There is a pervasive hypocrisy in the discussion on dependence: the dependency on welfare is condemned, but the dependency on a husband for financial support is accepted as normal or even celebrated. This is shown by the ‘Spouse-in-the-House’ rule that states that if a woman might have a financial supporter in a partner, her benefits would be cut. This incongruency shows that dependency in itself is not the issue, but is merely the scapegoat used to ignore the real problems. If dependency was encouraged, society would be able to focus more on the necessary care required for the upbringing of children, rather than on whether or not a mother needs to be taken off Social Assistance. It would foster a connectedness through society that the emphasis on independence and individualism denies.

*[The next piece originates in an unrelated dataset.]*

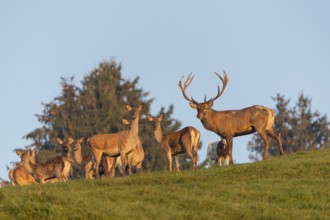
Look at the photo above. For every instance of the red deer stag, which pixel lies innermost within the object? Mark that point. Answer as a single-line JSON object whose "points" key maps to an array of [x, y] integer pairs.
{"points": [[116, 144], [173, 143], [232, 123]]}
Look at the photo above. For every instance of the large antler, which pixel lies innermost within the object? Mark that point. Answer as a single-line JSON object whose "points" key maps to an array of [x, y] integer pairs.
{"points": [[224, 84], [186, 84]]}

It is very easy to dismiss the problems of the poor as a personal failing. It is simple to claim one individual as more deserving of help than another. In the ideological realm of right-wing politics where the power of the individual is celebrated, it makes sense to espouse the views of Newt Gingrich who says that “those who don’t work, don’t eat.” There is a certain clarity in being able to embrace our traditional fabrications, and then dismiss the hardships of others as either trivial or deserved. We can come up with myths and stories that justify our dismissals, and use them to further degrade those whose lives are already tragic enough. But even if all those stories were true, we have to remember the reason that we are trying to help the disenfranchised in the first place. Certainly there are instances of drug users, welfare cheats, and other degenerates who abuse the system, however rare they might actually be, but are they truly less deserving of help? Is “contributing to society” a necessary prerequisite to receiving aid? Governments are expected to administer a just society, and justice is not a transaction. We need a society where dependency is not scorned. We need a society that empowers our women. We need a society that takes care of its people without asking for anything in return, because without these things, the moral failings do not belong to those who live in poverty, they belong to us.